Nei mesi scorsi la decisione del Comitato economico e sociale europeo di approvare un documento che mira all’adozione di una strategia europea per tutelare i minori dal fenomeno del turismo sessuale, cui sarà ovviamente coinvolta anche l’Italia mi ha lasciata piacevolmente sorpresa.
Ancora di più (essendo accanita sostenitrice di quella branca di comunicazione che differenzaindosi da quella commerciale è comunemenete definita “sociale ” o “etica”) lo sono stata nel sapere della prossima iniziativa tutta italiana dedicata ai bambini .

Ancora loro infatti al centro del Child guardian award. Il premio promosso in Svizzera nel 2006 dalla Federazione Internazionale Terre des hommes (IFTDH) (con sedi in Belgio, Canada, Danimarca, Francia, Germania, Italia, Lussemburgo, Paesi Bassi, Spagna, Svizzera, Siria e presente con 1.164 progetti in 72 paesi) sta velocemente diffondendosi a livello internazionale e dallo scorso anno è attivo anche in Italia.

Nella seconda edizione del Premio, i suoi organizzatori : la Federazione internazionale Terre des Hommes Italia, il Gruppo il Sole 24 Ore e la fondazione Pubblicità Progresso, intenderanno infatti premiare quelle imprese che si distingueranno nel campo della comunicazione commerciale fornendo un’immagine corretta del bambino e dando risalto, attraverso modalità e mezzi comunicativi differenziati (TV, Stampa/Affissioni, web e altri mezzi) ai valori che sono alla base della stessa Convenzione Internazionale sui Diritti dell’Infanzia.

L’altra buone notizia è che i termini per presentare la candidatura all’edizione del Child Guardian Award erano slittati dal 20 al 30 settembre 2009 e quindi per le imprese etiche intenzionate a partecipare c’è stato un po’ di tempo in più per organizzarsi (in teoria ci sono ancora 2 giorni per presentare i programmi).

I “messaggi comunicativi” vincenti si conosceranno a Milano nel corso della cerimonia ufficiale fissata del 28 ottobre 2009 e saranno scelti da una commissione composta da personaggi autorevoli ed esperti del mondo della comunicazione, dell’università e delle istituzioni.

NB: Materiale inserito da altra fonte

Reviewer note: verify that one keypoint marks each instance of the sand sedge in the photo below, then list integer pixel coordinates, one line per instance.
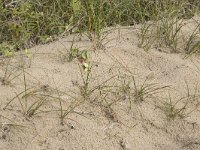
(181, 107)
(9, 75)
(192, 45)
(146, 38)
(30, 100)
(168, 30)
(135, 92)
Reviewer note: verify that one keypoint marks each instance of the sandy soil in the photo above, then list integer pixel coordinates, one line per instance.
(106, 120)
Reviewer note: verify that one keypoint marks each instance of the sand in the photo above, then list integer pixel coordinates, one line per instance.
(107, 121)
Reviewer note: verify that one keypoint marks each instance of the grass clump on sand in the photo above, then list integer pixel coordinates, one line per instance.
(25, 23)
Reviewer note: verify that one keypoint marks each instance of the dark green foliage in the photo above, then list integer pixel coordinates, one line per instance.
(27, 22)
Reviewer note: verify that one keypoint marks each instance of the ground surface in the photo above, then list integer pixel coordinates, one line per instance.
(105, 121)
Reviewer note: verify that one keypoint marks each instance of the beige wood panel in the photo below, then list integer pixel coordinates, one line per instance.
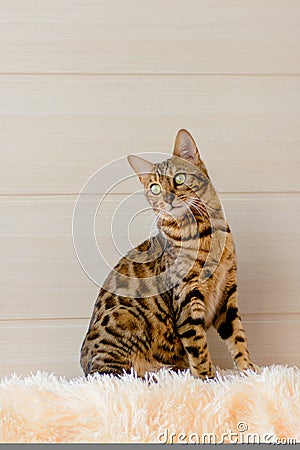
(54, 345)
(40, 276)
(57, 131)
(143, 36)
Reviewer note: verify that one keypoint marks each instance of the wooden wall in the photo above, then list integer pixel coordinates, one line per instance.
(83, 82)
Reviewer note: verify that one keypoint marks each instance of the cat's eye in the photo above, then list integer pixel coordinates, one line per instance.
(179, 179)
(155, 189)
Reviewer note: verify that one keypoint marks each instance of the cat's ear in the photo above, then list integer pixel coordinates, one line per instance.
(141, 166)
(185, 147)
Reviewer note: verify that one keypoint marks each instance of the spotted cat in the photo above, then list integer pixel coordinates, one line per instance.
(158, 302)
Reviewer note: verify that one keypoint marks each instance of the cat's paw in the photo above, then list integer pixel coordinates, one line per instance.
(244, 366)
(209, 375)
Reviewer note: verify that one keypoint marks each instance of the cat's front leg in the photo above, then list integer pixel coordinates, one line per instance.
(190, 326)
(230, 328)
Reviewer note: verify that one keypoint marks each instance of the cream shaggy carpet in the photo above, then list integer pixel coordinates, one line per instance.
(168, 407)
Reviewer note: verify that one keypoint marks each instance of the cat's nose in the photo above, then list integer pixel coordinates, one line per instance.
(169, 197)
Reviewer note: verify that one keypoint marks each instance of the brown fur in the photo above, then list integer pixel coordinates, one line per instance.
(134, 327)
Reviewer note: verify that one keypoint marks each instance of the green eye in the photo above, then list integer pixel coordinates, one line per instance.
(155, 189)
(179, 178)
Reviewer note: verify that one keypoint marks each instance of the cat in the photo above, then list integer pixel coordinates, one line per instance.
(157, 303)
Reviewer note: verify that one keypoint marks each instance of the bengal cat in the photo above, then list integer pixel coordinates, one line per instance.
(160, 299)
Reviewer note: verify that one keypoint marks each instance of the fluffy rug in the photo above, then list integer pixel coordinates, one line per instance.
(167, 406)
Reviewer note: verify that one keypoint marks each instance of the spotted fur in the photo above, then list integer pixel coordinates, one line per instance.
(133, 328)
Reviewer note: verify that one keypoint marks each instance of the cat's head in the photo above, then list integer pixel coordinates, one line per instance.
(176, 183)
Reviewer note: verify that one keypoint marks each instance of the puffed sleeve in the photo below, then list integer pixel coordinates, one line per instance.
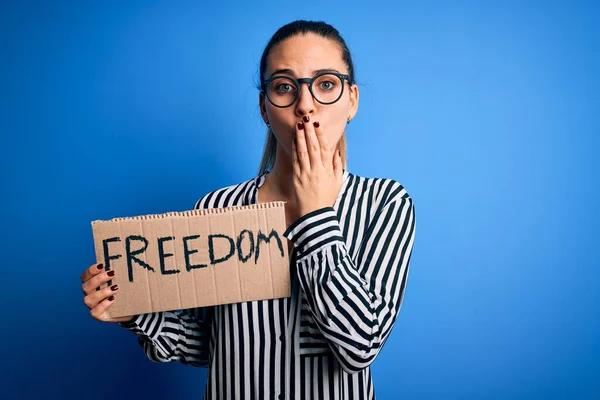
(355, 301)
(181, 335)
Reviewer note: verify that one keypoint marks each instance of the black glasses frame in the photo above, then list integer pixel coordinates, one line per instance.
(310, 81)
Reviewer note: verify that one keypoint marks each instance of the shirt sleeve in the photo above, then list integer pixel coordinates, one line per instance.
(181, 335)
(355, 301)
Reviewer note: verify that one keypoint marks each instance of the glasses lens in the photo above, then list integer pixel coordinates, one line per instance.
(282, 91)
(327, 88)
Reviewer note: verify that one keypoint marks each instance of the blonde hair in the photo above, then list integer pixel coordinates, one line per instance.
(270, 151)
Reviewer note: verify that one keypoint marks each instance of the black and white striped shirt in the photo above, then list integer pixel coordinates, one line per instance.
(349, 267)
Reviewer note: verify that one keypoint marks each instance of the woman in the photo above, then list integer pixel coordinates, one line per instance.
(352, 240)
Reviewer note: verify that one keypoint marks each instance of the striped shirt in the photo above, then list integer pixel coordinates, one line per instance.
(349, 266)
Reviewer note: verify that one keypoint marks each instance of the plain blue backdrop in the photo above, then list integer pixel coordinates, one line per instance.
(487, 112)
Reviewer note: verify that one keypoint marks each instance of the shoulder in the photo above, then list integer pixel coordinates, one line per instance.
(233, 195)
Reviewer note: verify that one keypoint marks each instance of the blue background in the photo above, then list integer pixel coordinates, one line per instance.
(487, 112)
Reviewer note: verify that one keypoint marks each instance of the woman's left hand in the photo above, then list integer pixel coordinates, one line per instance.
(317, 165)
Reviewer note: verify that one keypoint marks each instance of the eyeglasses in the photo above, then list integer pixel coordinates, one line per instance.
(282, 91)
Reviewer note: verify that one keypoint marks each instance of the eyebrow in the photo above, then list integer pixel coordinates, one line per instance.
(290, 72)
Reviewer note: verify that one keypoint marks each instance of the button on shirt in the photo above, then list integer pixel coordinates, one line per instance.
(349, 266)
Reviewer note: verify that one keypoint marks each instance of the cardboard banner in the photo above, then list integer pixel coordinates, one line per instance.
(195, 258)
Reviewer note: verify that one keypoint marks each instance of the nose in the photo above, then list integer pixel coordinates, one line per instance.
(305, 104)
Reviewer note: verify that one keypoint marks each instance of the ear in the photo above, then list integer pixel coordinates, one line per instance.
(263, 107)
(354, 96)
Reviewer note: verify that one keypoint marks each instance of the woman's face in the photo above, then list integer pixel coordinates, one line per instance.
(300, 57)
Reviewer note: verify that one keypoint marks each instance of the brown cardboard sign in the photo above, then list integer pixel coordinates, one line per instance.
(195, 258)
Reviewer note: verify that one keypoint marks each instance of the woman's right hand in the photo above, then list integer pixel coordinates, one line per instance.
(98, 301)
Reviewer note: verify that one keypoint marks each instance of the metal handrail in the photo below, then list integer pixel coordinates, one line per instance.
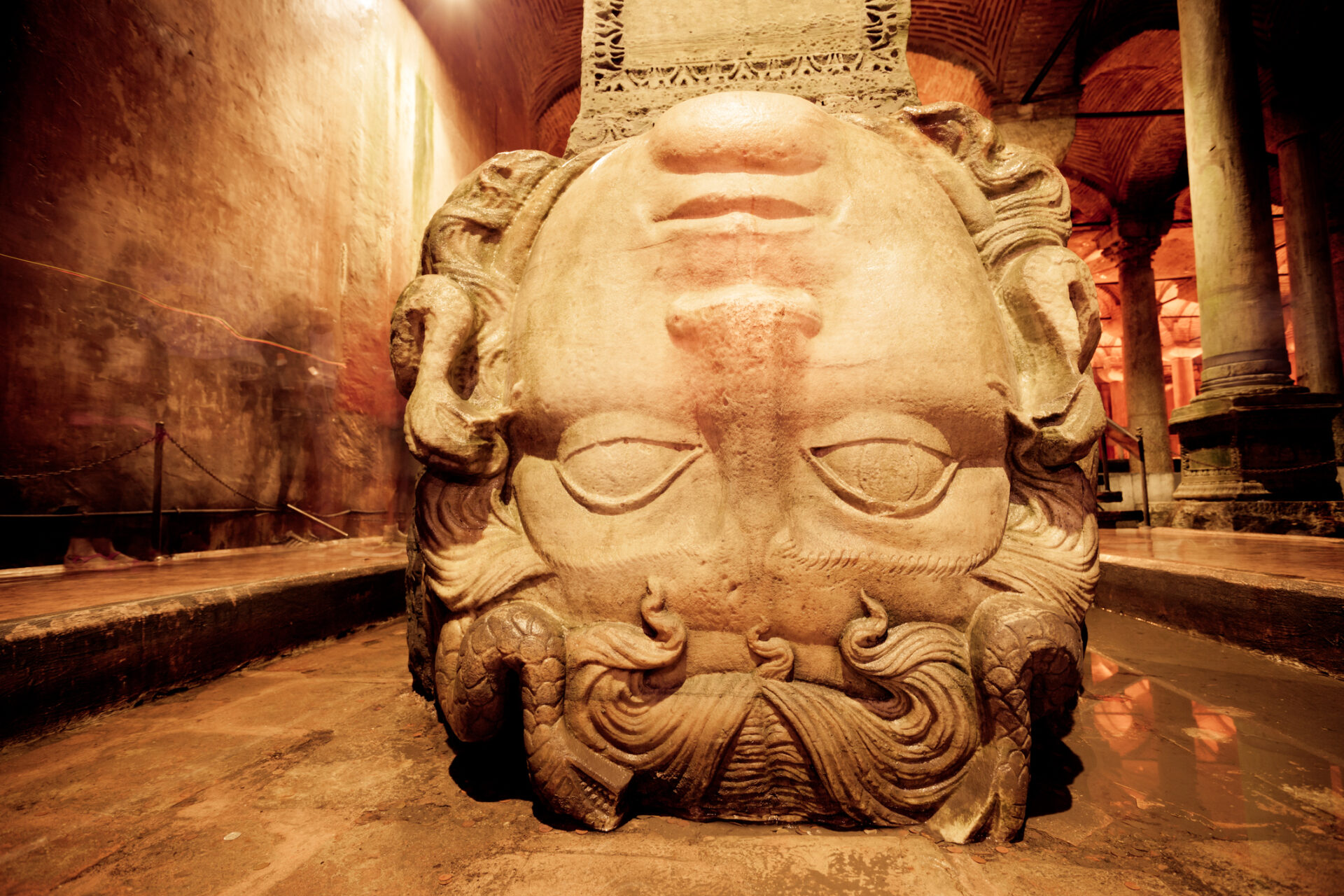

Durante la cerimonia si darà larga importanza all’approfondimento delle tematiche connesse alla comunicazione e bambini, alla Corporate social Responsibility ed altri aspetti loro legati attraverso la presentazione del dossier di terre dell’Hommes incentrato su questi temi e della ricerca realizzata insieme con GfK Eurisko il cui oggetto di ricerca è proprio il rapporto tra imprese e minori.
Il premio onorario alle imprese che presenteranno una comunicazione e un’immagine del bambino “socially e politically correct” consisterà in alcune delle opere dell’artista Chiara Rapaccini, un gesto simbolico che permetterà alle imprese di divenire membri del gruppo di “Aziende Child Guardian”, per la difesa dei diritti dei bambini”. E ovviamante in linea con la mission, i suoi valori e con la stessa relazione di Madi Sharma sul tema della protezione dei minori appena promossa a livello internazionale, si finanzierà il progetto “Case del sole” dedicato ai bambini del Nicaragua. Le Case del sole intendono offrire ai bambini sostegno psicologico, alimentare, educativo e sanitario. “Case”, come la fondazione stessa le definisce, “d’amore e di speranza”, nate per difendere i bambini da ogni possibile forma di abuso sfruttamento e violenza.